An Empirical Analysis of Phishing Simulation to Mitigate Social Engineering Attacks

Phishing remains one of the most prevalent and damaging forms of cyberattacks, exploiting human behavior rather than technical vulnerabilities. Despite technological advancements in email filtering, anomaly detection, and two-factor authentication, phishing continues to succeed by manipulating trust, authority, and urgency cues in unsuspecting users [1,5,14]. This study presents an empirical analysis of a phishing simulation conducted in a university setting to assess user susceptibility and promote security awareness. A simulated phishing email was sent to 35 staff members, with 80% opening the message and 40% clicking the embedded link.
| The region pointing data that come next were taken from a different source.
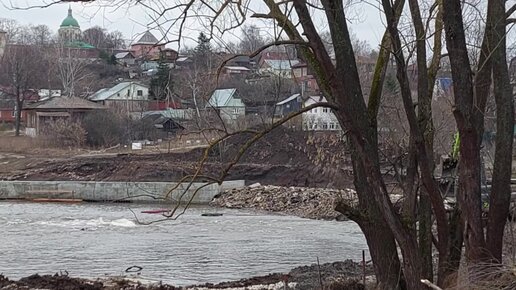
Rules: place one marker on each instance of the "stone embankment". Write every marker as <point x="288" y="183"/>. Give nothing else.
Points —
<point x="314" y="203"/>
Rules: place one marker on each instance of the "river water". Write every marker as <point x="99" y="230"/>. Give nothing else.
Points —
<point x="98" y="240"/>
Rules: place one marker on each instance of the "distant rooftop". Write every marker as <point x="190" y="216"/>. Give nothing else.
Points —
<point x="147" y="38"/>
<point x="65" y="103"/>
<point x="281" y="64"/>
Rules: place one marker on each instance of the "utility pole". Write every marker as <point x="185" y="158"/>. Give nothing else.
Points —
<point x="3" y="42"/>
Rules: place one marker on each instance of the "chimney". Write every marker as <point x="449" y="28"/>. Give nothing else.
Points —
<point x="3" y="41"/>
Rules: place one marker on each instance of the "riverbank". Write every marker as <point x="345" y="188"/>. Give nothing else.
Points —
<point x="337" y="275"/>
<point x="312" y="203"/>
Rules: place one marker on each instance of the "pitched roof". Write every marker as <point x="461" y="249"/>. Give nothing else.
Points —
<point x="293" y="97"/>
<point x="65" y="103"/>
<point x="106" y="93"/>
<point x="147" y="38"/>
<point x="124" y="55"/>
<point x="69" y="21"/>
<point x="231" y="67"/>
<point x="281" y="64"/>
<point x="225" y="98"/>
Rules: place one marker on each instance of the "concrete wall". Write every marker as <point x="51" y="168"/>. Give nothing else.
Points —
<point x="113" y="191"/>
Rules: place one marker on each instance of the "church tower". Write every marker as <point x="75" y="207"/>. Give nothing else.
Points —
<point x="70" y="31"/>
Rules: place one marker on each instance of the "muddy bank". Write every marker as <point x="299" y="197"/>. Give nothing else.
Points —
<point x="283" y="158"/>
<point x="338" y="275"/>
<point x="313" y="203"/>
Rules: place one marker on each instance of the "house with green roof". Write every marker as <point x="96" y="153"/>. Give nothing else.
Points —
<point x="70" y="33"/>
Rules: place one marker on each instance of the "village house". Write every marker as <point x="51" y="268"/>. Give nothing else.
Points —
<point x="125" y="58"/>
<point x="278" y="67"/>
<point x="125" y="96"/>
<point x="303" y="76"/>
<point x="42" y="113"/>
<point x="320" y="118"/>
<point x="227" y="104"/>
<point x="8" y="104"/>
<point x="289" y="105"/>
<point x="147" y="46"/>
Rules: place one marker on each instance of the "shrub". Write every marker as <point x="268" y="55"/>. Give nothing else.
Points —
<point x="66" y="133"/>
<point x="105" y="129"/>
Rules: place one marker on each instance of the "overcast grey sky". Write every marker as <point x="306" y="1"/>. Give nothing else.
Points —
<point x="133" y="19"/>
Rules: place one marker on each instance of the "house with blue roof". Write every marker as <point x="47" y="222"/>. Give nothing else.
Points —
<point x="228" y="104"/>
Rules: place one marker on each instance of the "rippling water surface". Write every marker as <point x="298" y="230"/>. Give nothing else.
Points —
<point x="94" y="240"/>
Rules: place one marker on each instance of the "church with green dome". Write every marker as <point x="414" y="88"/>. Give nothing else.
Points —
<point x="70" y="31"/>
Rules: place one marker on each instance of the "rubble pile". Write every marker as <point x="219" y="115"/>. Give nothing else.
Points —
<point x="314" y="203"/>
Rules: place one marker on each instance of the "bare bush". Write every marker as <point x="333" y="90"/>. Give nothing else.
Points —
<point x="66" y="133"/>
<point x="105" y="129"/>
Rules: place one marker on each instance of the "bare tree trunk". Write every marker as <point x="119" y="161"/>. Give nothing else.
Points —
<point x="17" y="120"/>
<point x="501" y="185"/>
<point x="379" y="237"/>
<point x="469" y="116"/>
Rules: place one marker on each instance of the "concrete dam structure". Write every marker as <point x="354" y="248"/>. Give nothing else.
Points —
<point x="114" y="191"/>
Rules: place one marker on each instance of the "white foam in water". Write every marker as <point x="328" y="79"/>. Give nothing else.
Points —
<point x="91" y="223"/>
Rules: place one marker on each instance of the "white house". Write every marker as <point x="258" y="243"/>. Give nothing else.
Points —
<point x="320" y="118"/>
<point x="228" y="104"/>
<point x="129" y="96"/>
<point x="278" y="67"/>
<point x="125" y="58"/>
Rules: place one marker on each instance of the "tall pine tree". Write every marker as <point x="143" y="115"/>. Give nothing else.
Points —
<point x="202" y="52"/>
<point x="161" y="84"/>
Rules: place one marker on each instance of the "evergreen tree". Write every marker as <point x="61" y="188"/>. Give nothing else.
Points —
<point x="161" y="83"/>
<point x="202" y="52"/>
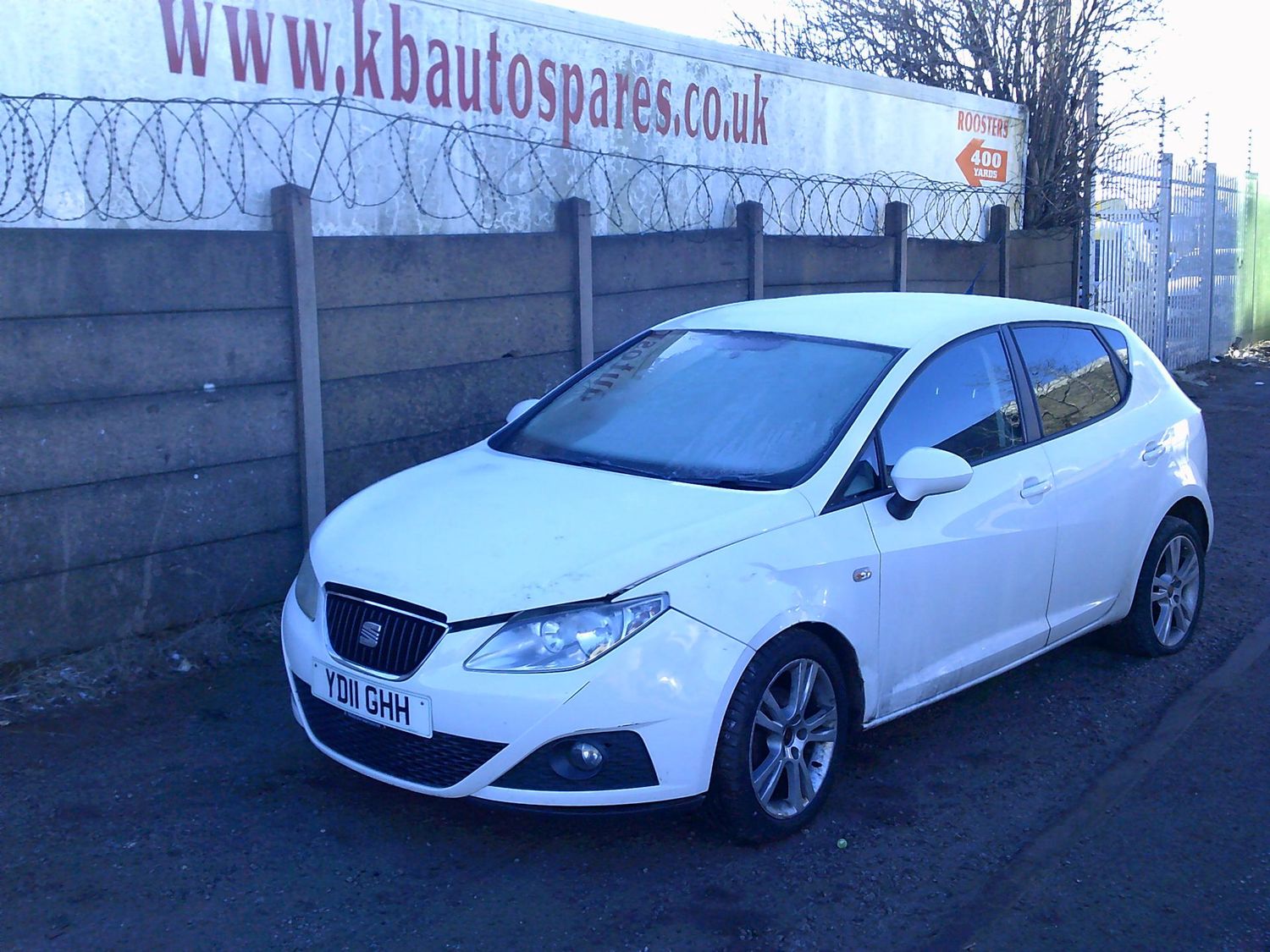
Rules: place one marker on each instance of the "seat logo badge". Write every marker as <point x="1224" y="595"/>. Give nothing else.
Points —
<point x="368" y="635"/>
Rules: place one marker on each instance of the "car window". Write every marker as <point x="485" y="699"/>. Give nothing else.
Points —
<point x="1118" y="343"/>
<point x="1071" y="375"/>
<point x="864" y="476"/>
<point x="963" y="400"/>
<point x="726" y="408"/>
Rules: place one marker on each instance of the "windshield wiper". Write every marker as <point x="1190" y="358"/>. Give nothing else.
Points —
<point x="738" y="482"/>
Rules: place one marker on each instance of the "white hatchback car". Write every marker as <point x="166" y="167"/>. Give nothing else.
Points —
<point x="693" y="568"/>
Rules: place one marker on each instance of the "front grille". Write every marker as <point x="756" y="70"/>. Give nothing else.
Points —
<point x="403" y="634"/>
<point x="439" y="761"/>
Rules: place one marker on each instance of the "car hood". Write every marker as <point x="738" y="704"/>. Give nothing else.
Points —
<point x="485" y="533"/>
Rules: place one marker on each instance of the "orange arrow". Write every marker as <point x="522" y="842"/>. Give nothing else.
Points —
<point x="967" y="167"/>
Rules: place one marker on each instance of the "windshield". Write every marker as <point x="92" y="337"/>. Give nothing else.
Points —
<point x="743" y="409"/>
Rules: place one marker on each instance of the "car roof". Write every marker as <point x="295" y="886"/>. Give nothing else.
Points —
<point x="903" y="320"/>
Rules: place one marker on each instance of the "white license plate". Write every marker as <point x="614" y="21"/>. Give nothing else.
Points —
<point x="373" y="700"/>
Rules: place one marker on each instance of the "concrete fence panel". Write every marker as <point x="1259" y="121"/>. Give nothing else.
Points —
<point x="178" y="408"/>
<point x="147" y="421"/>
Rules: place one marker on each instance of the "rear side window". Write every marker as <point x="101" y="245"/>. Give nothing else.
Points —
<point x="963" y="400"/>
<point x="1118" y="343"/>
<point x="1071" y="375"/>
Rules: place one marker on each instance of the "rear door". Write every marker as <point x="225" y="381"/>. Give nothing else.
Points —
<point x="1095" y="452"/>
<point x="964" y="581"/>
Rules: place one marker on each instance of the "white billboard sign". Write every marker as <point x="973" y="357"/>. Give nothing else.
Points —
<point x="429" y="117"/>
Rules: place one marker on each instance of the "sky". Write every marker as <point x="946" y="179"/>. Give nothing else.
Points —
<point x="1206" y="58"/>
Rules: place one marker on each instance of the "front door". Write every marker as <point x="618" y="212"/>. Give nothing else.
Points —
<point x="965" y="579"/>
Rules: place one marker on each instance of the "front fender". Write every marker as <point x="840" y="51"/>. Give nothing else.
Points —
<point x="799" y="574"/>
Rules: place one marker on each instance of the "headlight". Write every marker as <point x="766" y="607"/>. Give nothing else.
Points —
<point x="564" y="639"/>
<point x="306" y="589"/>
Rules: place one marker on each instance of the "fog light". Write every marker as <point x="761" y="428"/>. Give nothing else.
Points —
<point x="586" y="757"/>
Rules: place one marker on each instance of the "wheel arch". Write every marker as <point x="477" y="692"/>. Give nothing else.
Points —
<point x="1191" y="509"/>
<point x="848" y="660"/>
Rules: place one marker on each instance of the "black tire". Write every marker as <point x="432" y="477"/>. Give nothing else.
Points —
<point x="747" y="746"/>
<point x="1162" y="593"/>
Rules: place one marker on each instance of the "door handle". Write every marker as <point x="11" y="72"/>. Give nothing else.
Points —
<point x="1034" y="487"/>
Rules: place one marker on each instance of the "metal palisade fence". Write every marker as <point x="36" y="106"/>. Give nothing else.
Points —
<point x="1166" y="253"/>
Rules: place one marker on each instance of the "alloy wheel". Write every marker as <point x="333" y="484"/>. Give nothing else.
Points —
<point x="1175" y="592"/>
<point x="792" y="736"/>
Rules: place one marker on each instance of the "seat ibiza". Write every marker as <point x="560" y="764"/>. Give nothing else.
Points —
<point x="696" y="566"/>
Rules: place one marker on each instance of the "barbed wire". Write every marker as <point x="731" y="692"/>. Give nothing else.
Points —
<point x="203" y="160"/>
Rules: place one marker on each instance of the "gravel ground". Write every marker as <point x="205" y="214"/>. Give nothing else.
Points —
<point x="195" y="812"/>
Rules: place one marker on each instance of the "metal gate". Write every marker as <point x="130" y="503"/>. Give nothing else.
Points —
<point x="1165" y="254"/>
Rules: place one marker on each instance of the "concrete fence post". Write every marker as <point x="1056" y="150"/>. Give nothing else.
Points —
<point x="292" y="215"/>
<point x="1208" y="259"/>
<point x="896" y="226"/>
<point x="1163" y="241"/>
<point x="998" y="234"/>
<point x="749" y="220"/>
<point x="573" y="218"/>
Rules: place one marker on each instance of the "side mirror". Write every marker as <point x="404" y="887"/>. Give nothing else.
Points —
<point x="921" y="472"/>
<point x="521" y="409"/>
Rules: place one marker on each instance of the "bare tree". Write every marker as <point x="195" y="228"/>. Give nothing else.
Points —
<point x="1046" y="55"/>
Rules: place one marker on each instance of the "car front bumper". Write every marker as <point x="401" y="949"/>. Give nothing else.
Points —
<point x="668" y="685"/>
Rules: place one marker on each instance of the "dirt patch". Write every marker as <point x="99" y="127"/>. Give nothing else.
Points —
<point x="119" y="667"/>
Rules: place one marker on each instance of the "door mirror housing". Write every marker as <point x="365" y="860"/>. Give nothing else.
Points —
<point x="521" y="409"/>
<point x="925" y="471"/>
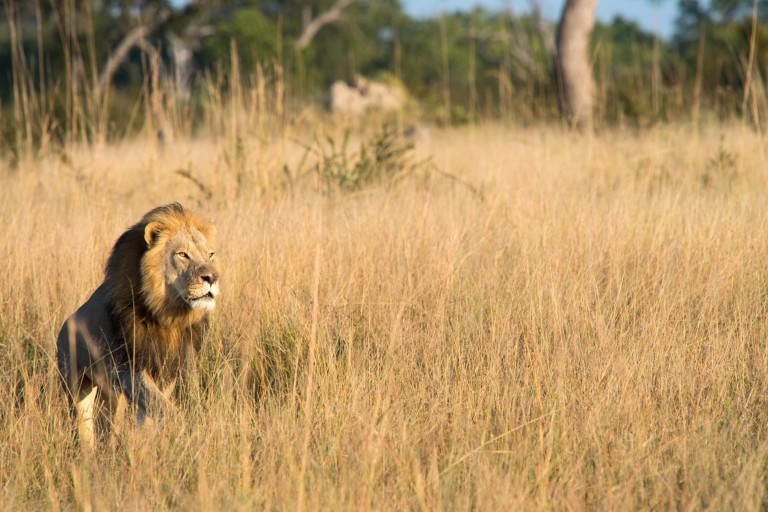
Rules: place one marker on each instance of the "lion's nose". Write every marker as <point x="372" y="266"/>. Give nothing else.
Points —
<point x="210" y="277"/>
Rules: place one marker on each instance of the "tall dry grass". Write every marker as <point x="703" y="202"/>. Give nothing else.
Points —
<point x="585" y="329"/>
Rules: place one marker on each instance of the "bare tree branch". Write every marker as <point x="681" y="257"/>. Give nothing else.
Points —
<point x="313" y="26"/>
<point x="116" y="58"/>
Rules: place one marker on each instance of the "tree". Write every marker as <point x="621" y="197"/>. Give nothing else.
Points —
<point x="574" y="72"/>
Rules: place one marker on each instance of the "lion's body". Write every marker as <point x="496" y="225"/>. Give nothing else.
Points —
<point x="136" y="331"/>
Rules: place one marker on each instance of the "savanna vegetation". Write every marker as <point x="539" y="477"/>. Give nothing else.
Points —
<point x="489" y="312"/>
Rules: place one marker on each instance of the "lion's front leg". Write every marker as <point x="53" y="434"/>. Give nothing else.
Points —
<point x="85" y="407"/>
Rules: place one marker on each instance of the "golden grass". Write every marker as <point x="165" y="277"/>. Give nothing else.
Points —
<point x="589" y="331"/>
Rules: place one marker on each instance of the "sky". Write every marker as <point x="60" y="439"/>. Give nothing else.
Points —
<point x="653" y="16"/>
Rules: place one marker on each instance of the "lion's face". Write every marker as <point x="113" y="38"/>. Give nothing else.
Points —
<point x="190" y="269"/>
Behavioral responses—such as fear of reprimand and avoidance—indicated cultural and psychological barriers to effective awareness [4,9,18]. In addition to field experimentation, a technical comparison of open-source phishing tools—GoPhish, King Phisher, Phishery, and Evilginx2 — was conducted to evaluate their practicality, usability, and deployment complexity [7,11,13]. Drawing on recent literature in cybersecurity education and behavioral science, this paper highlights the need for psychologically safe, culturally sensitive, and role-specific training to reduce long-term phishing risk [3,6,8,12,17]. Our findings support the integration of simulated phishing campaigns with structured, non-punitive feedback and adaptive educational interventions to foster more resilient digital behavior.